From: Dean Snyder (dean.snyder@jhu.edu)
Date: Thu May 19 2005 - 20:36:43 CDT
Kenneth Whistler wrote at 12:54 PM on Thursday, May 19, 2005:
>Dean Snyder suggested:
>
>> Here, off the top of my head, are some problems with Unicode which,
>> cumulatively, could prove its undoing:
>> Needless complexity
>
>Complex, indubitably.
>But would you care to document the claim that the complexity
>is "needless"?
You're leaving out of your quote Doug's original question:
"Now, in keeping with this, what problems does Unicode present that will
lead to its replacement by something better?"
His question was directed toward the future.
I never claimed that all the problems I listed were bad decisions at the
times they were made; in fact, I believe that many of them were
appropriate in light of the engineering, political, and business
contexts existent AT THE TIME they were made.
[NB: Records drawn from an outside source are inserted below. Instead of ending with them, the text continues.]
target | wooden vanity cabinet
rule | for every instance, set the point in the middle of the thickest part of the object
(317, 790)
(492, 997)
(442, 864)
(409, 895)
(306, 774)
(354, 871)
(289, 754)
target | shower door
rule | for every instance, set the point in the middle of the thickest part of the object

But that says little about
the continuing validity of those decisions into the FUTURE when the
engineering, political, and business contexts have changed - and they will.
I can, for example, see a future when 32 bit characters are the minimum
standard and all hardware dealing with text has the same endianness -
the current default, big endian ;-) In such environments, multiple text
encoding forms and schemes and BOMs will be superfluous.
>> Stateful mechanisms
>
>For bidirectional text, yes.
>
>But all extant schemes for the representation of bidirectional
>text involve stateful mechanisms. Would you care to supplant
>the last decade's work by the bidirectional committee and
>suggest a non-stateful mechanism that meets the same requirements
>for the representation of bidirectional text?
Any text directionality not directly associated with the characters
themselves belongs to the realm of markup.
>> No support for a clean division between text and meta-text
>
>Would you care to suggest replacements for such widely
>implemented W3C standards as HTML and XML?
I already have.
Just look at the mess of stateful magic escape sequence mechanisms
needed when one is dealing with meta-text embedded in text embedded in
meta-text ... This could all be obviated if there were a single bit in
every encoded character with the assigned semantics of text vs. meta-
text - a completely robust and unambiguous distinction associated with
every character (something I threw out for comment when I first joined
this list over five years ago).
>> Errors in actual content
>
>Well, there's that. But any list longer than 30 items generally
>has at least 1 error in it.
>
>Generations of Chinese scholars have spent 2500 years trying
>to get "the" list of Chinese characters correct. Never have,
>never will.
What do you mean by "correct"? Complete or accurate, or both?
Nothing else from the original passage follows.